Prado Coelho nunca gostou de pensar no fim das coisas. E se "era pela palavra que a acção acontecia", como diz Mega Ferreira, "a acção dele era a de nos pôr a pensar, de nos interrogar sobre tudo".

"Nos últimos 20 anos de vida, os textos do Eduardo são textos que nos questionam, a nós que estávamos a viver o nosso tempo". É por isso que Mega Ferreira diz, com a voz pausada da saudade, que Prado Coelho "escrevia para nós e nós não o sabíamos": para nós os que assistimos "às transformações da classe média que o ideário de esquerda não conseguia prever nem acompanhar", para nós os "que estávamos a viver o nosso tempo" e que tínhamos neste "pensador urbano", neste utópico com uma obra "tingida de emoções", alguém que "antecipou muitas vezes, em filigrana, a vida cultural portuguesa".

O que de mais interessante existe na obra de EPC, acredita, é o facto de ela "caminhar para a claridade". "O Eduardo não dava por encerrado um argumento". Do diário, esta passagem, de 1992, tão clara quanto misteriosa: "Todas as minhas grandes discussões (e tenho algumas memoráveis) foram contra a configuração demasiado brutal de certos juízos. Isto é, foram combates em nome da desaceleração." Prado Coelho, acredita Mega Ferreira, "olhava para os objectos artísticos sem nenhuma espécie de hierarquia, apreciando-os como tal".

Consumidor de cultura

"Ele tinha uma visão hedonista, com uma grande noção do prazer e da leveza", começa por dizer Mexia. Mas se na sua geração havia quem, "não tendo baixado o grau de exigência, ignorasse tudo o que é feito nas últimas décadas", EPC, com "uma escrita que não era de pose", tacteava. Esta heterodoxia respirou de um tempo, e ajudou a formar esse mesmo tempo, onde foi forjada a noção de consumidor de cultura, como lembra Mexia, "não apenas o consumidor acrítico, sem nenhuma espécie de juízo, mas o que começa a escolher".

EPC vive o tempo da modernização e da internacionalização cultural, do fim do cavaquismo e da visão da terceira via socialista. Viu serem alteradas as funções de divulgador e de gatekeeper, "na qual foi essencial", chamando a atenção para o que se passava lá fora, e fez, lembra Mega Ferreira, "uma obra muito mais aberta, através da formulação de perguntas". Essas mudanças levaram "a que o próprio mudasse também", diz Mexia.

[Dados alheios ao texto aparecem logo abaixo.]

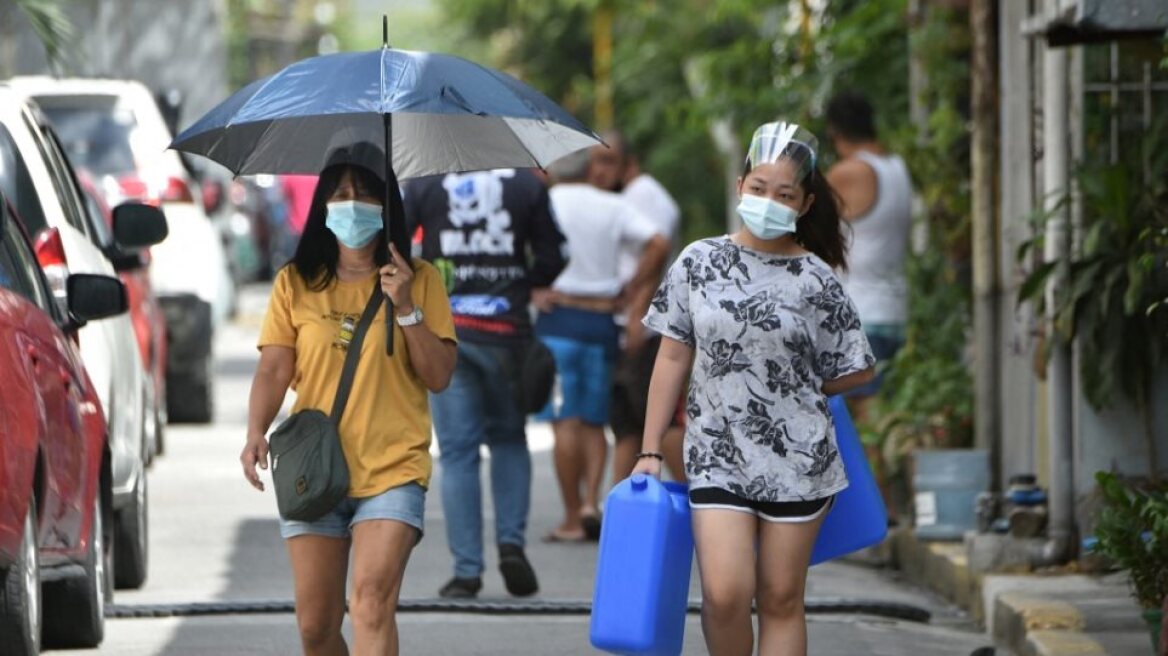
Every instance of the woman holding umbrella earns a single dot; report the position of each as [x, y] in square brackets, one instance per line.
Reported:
[386, 427]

Essa evolução, mantendo a leitura "como repetição itinerante", como conta a ensaísta Maria Filomena Molder, punha em causa a própria actualidade.

"Fazer frente ao dia e atenção ao actual, com todos os riscos que isso implica", obrigava-o a pôr-se em causa. Molder está convicta de que a determinação de EPC era "um exercício de resistência face ao que se torna preponderante." E Mega acredita que EPC, na sua generosidade, olhando para os objectos "sem qualquer hierarquia", permitiu que algumas das obras encontrassem um eco, "mesmo que algumas não tenham sobrevivido ao filtro do futuro".

Molder lembra o final de um texto onde EPC comenta as posições de Derrida sobre Kant. "Porque haver um só tom seria a morte, porque a algaraviada de múltiplos tons é o niilismo". O que estas duas frases têm de precioso, diz a ensaísta, é conterem a consciência de que "a alternativa passa pela escolha. E que haver uma explosão de todos os outros pontos de vista é uma tentativa de corrigir a vida. Isso é a morte". EPC, por seu lado, falava de vida, de estar presente, "como se precisasse das múltiplas pulsões do tempo que eles exprimiam para acompanhar as múltiplas eternidades do seu presente tão excessivo de dons e de urgência vital", escreveu Lourenço.

"Eu não escolho um campo entre os campos que já existem, e resisto com todas as minhas forças a todas as intimidações com que pretendem forçar-me a estar com este ou aquele campo. És por A ou por B? - eis o torniquete totalitário, a máquina binária, com que os colectivos e as instituições pretendem extorquir uma escolha. Não, o campo que eu escolho sou eu que o construo - entendido?"